Changes in Medicare Payment Structure
Medicare has been shifting increasingly from a “pay for service” model to a “pay for performance” model in order to decrease federal costs and reduce double-billing for services. Rather than pay a provider (e.g., hospital or doctor) for each individual service performed, the trend over the past several years by Medicare—as well as Medicaid—has been toward establishing coordinated care through a Patient-Centered Medical Home (PCMH).
The result of this Medicare-fostered trend toward offering varied types of medical services under one roof is that much consolidation is taking place among solo and small group practice providers in order to create patient care networks. In turn, this has caused particular anxiety for solo physician practices (who have been required to alter their billing practices), and a significant number have withdrawn from participating in Medicare. According to an article by the National Center for Policy Analysis, one out of every five physicians is rejecting new Medicare patients—which means switching to a new physician for an Original Medicare or Medicare Advantage enrollee is becoming more difficult.
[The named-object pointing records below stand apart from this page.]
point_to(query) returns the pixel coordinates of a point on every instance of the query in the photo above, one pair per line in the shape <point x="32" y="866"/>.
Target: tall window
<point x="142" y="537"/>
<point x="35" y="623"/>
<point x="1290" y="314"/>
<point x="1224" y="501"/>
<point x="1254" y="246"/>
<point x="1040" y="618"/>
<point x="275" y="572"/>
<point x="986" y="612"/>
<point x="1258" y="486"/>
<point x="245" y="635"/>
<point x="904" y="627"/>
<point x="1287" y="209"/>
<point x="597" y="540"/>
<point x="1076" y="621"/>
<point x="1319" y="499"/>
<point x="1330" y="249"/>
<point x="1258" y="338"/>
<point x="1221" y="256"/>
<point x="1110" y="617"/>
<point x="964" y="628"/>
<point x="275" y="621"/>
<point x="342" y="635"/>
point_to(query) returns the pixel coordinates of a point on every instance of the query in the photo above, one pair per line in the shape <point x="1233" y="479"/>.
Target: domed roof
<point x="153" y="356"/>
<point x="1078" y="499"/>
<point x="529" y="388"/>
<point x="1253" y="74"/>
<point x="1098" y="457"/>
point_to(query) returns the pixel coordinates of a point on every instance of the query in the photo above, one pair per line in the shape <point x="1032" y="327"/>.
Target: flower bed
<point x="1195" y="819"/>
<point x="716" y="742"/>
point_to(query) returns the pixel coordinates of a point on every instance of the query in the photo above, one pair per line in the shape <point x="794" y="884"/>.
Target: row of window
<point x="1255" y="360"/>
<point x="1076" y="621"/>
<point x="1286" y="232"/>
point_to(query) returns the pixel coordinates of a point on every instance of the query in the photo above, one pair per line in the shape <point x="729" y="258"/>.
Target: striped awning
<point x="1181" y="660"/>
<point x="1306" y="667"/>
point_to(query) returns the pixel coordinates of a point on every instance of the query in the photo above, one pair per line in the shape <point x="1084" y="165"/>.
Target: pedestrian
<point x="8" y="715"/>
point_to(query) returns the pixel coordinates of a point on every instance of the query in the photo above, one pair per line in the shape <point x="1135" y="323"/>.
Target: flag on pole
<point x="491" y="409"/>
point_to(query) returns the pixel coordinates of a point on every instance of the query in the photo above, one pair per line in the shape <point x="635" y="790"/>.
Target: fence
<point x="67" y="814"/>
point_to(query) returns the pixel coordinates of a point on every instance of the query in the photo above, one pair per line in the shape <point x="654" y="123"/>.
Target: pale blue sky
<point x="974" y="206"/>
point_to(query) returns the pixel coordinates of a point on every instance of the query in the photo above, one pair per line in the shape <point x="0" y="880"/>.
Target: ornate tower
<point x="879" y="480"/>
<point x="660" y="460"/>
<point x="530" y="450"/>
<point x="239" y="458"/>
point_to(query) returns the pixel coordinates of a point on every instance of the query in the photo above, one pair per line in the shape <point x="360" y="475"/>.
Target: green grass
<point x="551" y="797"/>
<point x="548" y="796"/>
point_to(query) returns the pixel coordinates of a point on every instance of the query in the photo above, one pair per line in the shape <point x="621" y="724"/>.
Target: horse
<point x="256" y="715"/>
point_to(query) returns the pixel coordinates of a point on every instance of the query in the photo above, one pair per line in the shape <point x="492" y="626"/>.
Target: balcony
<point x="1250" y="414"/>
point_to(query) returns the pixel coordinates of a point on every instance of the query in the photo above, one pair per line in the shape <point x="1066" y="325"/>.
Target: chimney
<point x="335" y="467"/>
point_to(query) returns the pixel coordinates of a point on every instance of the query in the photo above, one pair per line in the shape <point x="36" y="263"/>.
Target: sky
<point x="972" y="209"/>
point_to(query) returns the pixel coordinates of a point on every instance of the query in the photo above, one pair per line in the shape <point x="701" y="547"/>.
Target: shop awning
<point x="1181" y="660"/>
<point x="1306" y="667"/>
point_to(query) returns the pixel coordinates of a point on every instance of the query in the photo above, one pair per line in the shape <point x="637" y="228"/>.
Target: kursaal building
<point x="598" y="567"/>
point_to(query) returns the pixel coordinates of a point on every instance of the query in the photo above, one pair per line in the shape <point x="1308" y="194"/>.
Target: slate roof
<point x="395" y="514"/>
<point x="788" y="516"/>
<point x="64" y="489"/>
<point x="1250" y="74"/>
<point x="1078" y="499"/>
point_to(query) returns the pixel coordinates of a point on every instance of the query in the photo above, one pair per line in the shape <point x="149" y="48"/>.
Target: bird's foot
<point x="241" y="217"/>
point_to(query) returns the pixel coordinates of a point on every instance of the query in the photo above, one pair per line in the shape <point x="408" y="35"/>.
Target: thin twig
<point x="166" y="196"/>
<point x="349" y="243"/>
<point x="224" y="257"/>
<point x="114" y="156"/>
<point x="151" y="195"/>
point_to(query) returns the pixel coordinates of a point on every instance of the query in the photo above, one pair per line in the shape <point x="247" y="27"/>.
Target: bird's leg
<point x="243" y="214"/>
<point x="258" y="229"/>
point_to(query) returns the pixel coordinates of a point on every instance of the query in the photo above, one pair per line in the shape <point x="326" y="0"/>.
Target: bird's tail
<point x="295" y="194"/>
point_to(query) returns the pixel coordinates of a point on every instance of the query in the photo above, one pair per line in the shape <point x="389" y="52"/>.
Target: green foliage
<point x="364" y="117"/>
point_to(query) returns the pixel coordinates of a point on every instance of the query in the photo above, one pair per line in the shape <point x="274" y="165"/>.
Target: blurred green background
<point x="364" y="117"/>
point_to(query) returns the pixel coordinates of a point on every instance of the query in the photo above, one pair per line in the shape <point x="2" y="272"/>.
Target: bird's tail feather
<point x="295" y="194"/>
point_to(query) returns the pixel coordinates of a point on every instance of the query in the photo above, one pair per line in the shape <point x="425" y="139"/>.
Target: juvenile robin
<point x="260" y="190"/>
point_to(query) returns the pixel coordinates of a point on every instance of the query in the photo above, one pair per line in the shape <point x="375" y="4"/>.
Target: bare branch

Why Attend Your Medicare Advantage Plan’s Member Meetings
You may have recently received printed material from your Medicare Advantage plan describing your 2018 coverage, and also may have been invited to attend a meeting (presentation) explaining the plan’s coverage in 2018. If invited to such a meeting, our advice is to attend it. You may have an opportunity to ask questions, and learn new information through hearing answers to questions posed by other attendees.
What is SHIP?
Another option for assistance is to contact your State Health Insurance Assistance Program (SHIP). This advisory service can help guide you through your Medicare options to determine the one that is best for your financial and health needs. SHIPs are funded jointly by states and the federal CMS.
According to the Senior Resources for Professionals and Consumers’ website, the following are some points to consider:
- Some states call their SHIP by a different name (but you can learn that name and that SHIP’s phone number via the federal Medicare.gov website).
- If you are phoning from “out-of-state”, many of the “toll-free” phone numbers are only set up for “in-state” dialing (so you will need to use the local phone number for dialing).
- SHIP counseling is free of charge.
Since SHIP funding has been entirely eliminated in the budget plan for 2018 proposed by the Trump Administration to Congress, the future of SHIP is currently unknown.
Conclusion – Know Your Plan!
Staying current about your health insurance coverage is necessary to wisely manage your healthcare costs. Therefore, it makes good financial sense to take the time to understand your policy (and your options) before you need expensive medical care!